WTA Charleston: Laura Siegemund pokonała Lucie Safarovą, Mirjana Lucić-Baroni w ćwierćfinale

PAP/EPA / JUSTIN LANE
PAP/EPA / JUSTIN LANE

Czeszka Lucie Safarova przegrała 2:6, 3:6 z Niemką Laurą Siegemund w III rundzie turnieju WTA Premier w Charleston. Do ćwierćfinału awansowała Chorwatka Mirjana Lucić-Baroni.

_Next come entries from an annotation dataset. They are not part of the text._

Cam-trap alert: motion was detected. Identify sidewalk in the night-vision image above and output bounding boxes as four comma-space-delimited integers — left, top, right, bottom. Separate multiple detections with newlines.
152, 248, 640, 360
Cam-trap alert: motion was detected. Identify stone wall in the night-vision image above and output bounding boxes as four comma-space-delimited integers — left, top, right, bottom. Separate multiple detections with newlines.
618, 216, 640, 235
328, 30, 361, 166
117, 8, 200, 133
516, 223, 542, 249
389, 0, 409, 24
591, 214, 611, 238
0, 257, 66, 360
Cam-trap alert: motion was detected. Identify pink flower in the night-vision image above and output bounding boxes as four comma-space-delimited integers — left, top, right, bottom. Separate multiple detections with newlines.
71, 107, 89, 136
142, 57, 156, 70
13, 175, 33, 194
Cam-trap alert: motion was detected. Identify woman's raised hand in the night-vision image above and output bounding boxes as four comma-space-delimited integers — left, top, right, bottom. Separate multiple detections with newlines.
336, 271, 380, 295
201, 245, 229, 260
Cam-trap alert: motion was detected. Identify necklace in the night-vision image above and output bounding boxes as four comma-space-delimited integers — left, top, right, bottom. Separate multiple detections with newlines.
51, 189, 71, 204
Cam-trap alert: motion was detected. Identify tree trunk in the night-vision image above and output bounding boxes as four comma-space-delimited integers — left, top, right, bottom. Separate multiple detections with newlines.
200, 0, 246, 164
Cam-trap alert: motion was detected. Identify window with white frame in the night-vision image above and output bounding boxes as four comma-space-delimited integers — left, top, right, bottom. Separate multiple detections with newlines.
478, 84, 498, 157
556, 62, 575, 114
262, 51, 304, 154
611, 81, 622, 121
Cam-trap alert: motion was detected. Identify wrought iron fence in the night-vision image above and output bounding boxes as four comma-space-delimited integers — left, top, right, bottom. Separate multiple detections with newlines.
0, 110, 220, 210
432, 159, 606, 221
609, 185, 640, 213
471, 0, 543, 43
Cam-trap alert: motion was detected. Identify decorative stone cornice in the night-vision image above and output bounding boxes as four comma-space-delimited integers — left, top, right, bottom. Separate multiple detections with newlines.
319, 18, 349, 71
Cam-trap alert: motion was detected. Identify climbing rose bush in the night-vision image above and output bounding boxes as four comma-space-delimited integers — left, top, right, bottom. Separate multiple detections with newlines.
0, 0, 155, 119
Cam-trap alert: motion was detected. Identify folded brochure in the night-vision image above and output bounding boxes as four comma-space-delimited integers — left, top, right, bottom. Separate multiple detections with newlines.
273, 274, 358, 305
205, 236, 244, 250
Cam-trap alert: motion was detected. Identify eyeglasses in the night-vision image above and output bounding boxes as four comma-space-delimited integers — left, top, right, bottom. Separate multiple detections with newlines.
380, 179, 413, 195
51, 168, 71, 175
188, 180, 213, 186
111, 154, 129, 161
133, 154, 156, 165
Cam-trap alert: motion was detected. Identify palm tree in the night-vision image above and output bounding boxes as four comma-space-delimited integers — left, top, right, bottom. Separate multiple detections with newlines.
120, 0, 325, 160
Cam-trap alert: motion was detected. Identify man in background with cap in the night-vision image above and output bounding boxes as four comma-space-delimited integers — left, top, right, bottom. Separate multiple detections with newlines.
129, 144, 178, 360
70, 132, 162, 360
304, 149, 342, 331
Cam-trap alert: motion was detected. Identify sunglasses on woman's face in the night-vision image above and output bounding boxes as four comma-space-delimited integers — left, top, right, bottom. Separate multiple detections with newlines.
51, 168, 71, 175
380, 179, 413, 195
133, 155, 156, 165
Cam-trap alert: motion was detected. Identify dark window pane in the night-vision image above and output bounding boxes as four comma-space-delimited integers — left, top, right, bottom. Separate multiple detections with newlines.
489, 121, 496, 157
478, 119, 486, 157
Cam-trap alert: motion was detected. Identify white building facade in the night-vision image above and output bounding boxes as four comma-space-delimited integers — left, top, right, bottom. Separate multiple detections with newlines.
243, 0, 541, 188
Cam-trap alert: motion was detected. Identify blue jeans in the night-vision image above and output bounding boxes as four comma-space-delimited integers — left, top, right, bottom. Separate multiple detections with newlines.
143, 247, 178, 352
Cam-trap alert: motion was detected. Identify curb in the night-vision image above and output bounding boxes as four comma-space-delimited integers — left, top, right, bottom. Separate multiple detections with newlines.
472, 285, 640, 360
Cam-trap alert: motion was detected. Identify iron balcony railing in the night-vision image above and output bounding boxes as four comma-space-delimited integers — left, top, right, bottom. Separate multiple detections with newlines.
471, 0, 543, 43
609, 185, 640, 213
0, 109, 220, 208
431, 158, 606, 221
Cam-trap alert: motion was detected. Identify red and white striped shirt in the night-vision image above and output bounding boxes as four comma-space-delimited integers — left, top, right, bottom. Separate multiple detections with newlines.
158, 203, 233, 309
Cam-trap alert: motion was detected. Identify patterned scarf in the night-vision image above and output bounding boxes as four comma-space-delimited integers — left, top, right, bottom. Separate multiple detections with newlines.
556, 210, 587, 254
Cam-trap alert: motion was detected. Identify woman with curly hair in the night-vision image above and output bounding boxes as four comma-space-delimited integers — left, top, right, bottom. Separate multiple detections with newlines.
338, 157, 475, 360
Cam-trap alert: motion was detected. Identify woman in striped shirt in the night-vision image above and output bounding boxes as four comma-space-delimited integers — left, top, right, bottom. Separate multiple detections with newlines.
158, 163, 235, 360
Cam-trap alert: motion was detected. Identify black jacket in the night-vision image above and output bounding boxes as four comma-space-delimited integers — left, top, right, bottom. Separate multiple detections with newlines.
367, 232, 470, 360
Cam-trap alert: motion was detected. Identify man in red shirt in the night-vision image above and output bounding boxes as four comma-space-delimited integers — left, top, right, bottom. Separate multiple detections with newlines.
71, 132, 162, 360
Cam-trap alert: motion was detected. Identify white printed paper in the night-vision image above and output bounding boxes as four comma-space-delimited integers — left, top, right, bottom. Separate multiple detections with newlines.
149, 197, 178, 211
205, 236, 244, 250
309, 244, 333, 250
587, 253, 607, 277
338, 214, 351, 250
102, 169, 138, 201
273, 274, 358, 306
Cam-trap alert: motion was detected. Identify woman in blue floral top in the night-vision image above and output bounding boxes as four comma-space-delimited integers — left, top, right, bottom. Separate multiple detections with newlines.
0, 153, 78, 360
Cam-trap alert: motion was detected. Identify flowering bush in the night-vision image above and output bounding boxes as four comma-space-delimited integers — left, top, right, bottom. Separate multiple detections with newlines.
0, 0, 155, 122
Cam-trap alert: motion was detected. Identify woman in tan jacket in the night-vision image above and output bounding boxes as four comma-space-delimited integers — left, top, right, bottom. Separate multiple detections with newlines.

W pierwszych dwóch rundach Laura Siegemund (WTA 37) stoczyła trwające powyżej trzech godzin maratony z Łesią Curenko i Venus Williams. W meczu z Amerykanką obroniła dwie piłki meczowe. W III rundzie Niemka pokonała 6:2, 6:3 Lucie Safarovą  (WTA 28). W ciągu 80 minut 29-latka ze Stuttgartu obroniła sześć z siedmiu break pointów, a sama pięć razy przełamała rywalkę.

Safarova to finalistka imprezy z 2012 roku. Siegemund przeszła metamorfozę po bardzo słabym otwarciu sezonu (bilans meczów 1-7 przed turniejem w Charleston). Co więcej, miała fatalną końcówkę 2016 roku. W Pekinie, Linzu i Luksemburgu odpadła w I rundzie. Niemka osiągnęła pierwszy ćwierćfinał od czasu igrzysk olimpijskich w Rio de Janeiro i drugi w karierze w Charleston (2016). Kolejną jej rywalką będzie Anastasija Sevastova (WTA 26), z którą w ubiegłym roku przegrała w Bukareszcie.

Karolina Woźniacka (WTA 12) pokonała 6:3, 6:3 Anastazję Rodionową (WTA 669) i dzieli ją jeden wygrany mecz od powrotu do Top 10 rankingu. W ciągu 82 minut Dunka wykorzystała pięć z 13 break pointów. W pierwszych czterech gemach była liderka rankingu miała serię 14 z rzędu zdobytych punktów. W ćwierćfinale mistrzyni imprezy z 2011 roku zmierzy się z Jeleną Ostapenko (WTA 66), której w ubiegłym sezonie uległa w New Haven.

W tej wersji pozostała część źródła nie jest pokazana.